Lorenzo verteidigt das team nach umstrittener zeremonie
Die Übergabe der Nationalflagge durch Präsident Gustavo Petro in Bogotá sorgte in den sozialen Medien für hitzige Debatten. Fragmentierte Videos und Interpretationen ließen auf Unmut oder mangelnden Respekt schließen. Lorenzo konterte mit Nachdruck: „Wir sind zu einem zeremoniellen Akt gegangen, voller Stolz und Respekt. Diese falschen Interpretationen und zerschnittenen Videos sind bedauerlich.“ Er betonte, dass die Einheit und das Engagement des Teams für das Land unantastbar seien – ein Bekenntnis, das über politische Konstellationen gestellt wird.
„Diese Mannschaft hat immer für die Einheit, die Hingabe und das Spielen mit Herz und Liebe gekämpft. Dieses Versprechen, das wir gestern bei der Entgegennahme der Nationalflagge gegeben haben, tragen wir bereits seit jeher in uns. Wir spielen für alle fünfzig Millionen Kolumbianer“, erklärte der Coach, in Anspielung auf die Worte des Teamkapitäns vor jedem Spiel.

Selbstkritik nach dem test gegen costa rica: „es muss besser werden!“
Abseits der politischen Aufregung lenkte Lorenzo den Fokus auf die sportliche Leistung. Der jüngste Test gegen Costa Rica offenbarte Nachlässigkeiten, die es dringend zu korrigieren gilt. „Der Beginn war sehr unpräzise, wir hatten anfangs Schwierigkeiten“, räumte er ein. Besonders die Defensivarbeit als Mannschaft und die individuelle Ballsicherheit müssen verbessert werden. „Es fehlt an Aggressivität, an der Bereitschaft, um jeden Ball zu kämpfen – das müssen wir ändern.“ Die hohe Anzahl an Wechseln während des Spiels, die Angst vor Verletzungen kurz vor der WM und die geringe effektive Spielzeit trugen dazu bei, dass sich die Partie in eine andere Richtung entwickelte.

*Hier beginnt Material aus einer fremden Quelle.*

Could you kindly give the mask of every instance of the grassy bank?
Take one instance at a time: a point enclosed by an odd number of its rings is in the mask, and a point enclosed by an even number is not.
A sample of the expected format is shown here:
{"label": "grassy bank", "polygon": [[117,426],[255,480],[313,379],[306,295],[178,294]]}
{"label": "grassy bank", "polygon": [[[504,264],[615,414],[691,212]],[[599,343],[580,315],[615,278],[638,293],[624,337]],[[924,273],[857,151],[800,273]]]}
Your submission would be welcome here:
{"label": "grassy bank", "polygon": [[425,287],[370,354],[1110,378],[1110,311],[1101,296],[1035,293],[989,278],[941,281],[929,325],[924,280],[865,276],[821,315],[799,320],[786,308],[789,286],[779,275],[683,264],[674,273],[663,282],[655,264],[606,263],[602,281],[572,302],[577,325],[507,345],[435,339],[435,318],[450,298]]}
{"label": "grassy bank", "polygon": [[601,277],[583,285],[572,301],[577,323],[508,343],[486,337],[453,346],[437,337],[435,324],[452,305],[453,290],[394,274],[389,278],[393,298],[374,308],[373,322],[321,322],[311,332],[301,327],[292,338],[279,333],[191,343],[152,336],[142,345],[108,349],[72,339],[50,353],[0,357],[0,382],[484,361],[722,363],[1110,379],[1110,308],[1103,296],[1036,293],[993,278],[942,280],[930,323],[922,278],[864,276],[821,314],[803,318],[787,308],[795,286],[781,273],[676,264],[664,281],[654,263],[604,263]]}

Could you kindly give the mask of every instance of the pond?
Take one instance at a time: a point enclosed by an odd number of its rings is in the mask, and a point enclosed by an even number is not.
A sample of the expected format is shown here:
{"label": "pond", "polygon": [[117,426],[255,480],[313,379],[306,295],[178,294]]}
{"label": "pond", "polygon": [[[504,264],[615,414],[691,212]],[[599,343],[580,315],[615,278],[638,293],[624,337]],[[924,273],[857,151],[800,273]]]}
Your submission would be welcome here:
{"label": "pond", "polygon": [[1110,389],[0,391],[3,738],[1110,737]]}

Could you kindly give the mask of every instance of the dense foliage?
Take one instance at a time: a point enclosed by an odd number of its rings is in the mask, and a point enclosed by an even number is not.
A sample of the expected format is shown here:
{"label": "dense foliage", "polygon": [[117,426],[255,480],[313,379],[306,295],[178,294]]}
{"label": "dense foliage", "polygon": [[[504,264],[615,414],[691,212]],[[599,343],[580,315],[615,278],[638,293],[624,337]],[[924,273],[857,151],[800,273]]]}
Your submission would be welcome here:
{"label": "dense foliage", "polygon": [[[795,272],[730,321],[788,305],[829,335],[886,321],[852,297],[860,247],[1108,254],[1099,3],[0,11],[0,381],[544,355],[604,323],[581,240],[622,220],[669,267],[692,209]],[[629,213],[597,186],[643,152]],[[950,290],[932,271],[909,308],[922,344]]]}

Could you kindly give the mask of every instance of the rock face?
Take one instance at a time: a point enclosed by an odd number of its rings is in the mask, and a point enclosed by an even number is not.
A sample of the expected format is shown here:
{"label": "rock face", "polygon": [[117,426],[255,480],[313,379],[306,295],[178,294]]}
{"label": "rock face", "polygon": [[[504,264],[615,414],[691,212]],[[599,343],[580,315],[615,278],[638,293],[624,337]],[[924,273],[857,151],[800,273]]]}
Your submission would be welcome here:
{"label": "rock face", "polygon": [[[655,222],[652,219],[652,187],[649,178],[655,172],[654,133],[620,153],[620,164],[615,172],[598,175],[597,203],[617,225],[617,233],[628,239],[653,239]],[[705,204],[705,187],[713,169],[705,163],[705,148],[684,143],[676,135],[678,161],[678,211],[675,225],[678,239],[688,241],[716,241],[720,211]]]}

Jordaniens rolle als vorbereitung auf usbekistan und die einsatzzeiten von schlüsselspielern
Das nächste Testspiel gegen Jordanien im Snapdragon Stadium bietet eine wertvolle Gelegenheit zur taktischen Anpassung. Lorenzo betonte die strategische Bedeutung Jordaniens, dessen Spielsysteme – insbesondere die typischen 5-3-2 oder 5-4-1 Aufstellungen – denen des ersten WM-Gegners, Usbekistan, ähneln. Die Aufstellung von James Rodríguez und Juan Fernando Quintero, die im letzten Spiel auf der Bank verharrten, wurde ebenfalls thematisiert. Quintero konnte erst kurz vor dem Spiel in die Konzentration nachkommen, während bei Rodríguez eine Schonung aufgrund der Belastung im Hinblick auf die WM angestrebt wurde. Lorenzo wies darauf hin, dass beide Spieler weiterhin wichtige Figuren im Team sind und auch auf dem Feld zum Erfolg beitragen sollen.
Die finalambition: ein schritt nach dem anderen
Trotz der suboptimalen Vorbereitungszeit aufgrund der späten Anreise vieler Spieler aus ihren Vereinen, schwelgt Lorenzo in großen Träumen. „Unsere Zielsetzung ist klar: Wir wollen bis zum letzten Spieltag im Wettbewerb dabei sein, wir wollen ins Finale“, erklärte er entschlossen. Der Weg dorthin sei jedoch ein schrittweiser Prozess, wie der legendäre Trainer „Mostaza“ Merlo einst sagte. Das Turnier selbst werde die Reife des Teams zeigen.
Am kommenden Mittwoch, den 17. Juni, beginnt die Reise offiziell im legendären Azteca-Stadion in Mexiko-Stadt – ein Ort, der für Lorenzo den gleichen Stellenwert wie das Maracanã hat. „Es ist ein mythisches Stadion. Die Atmosphäre wird ideal sein, um einen guten Start hinzulegen“, schloss er optimistisch, in Erinnerung an den Triumph von 2014 in Brasilien. Kolumbien ist bereit, geschützt und mit dem klaren Ziel, Geschichte zu schreiben!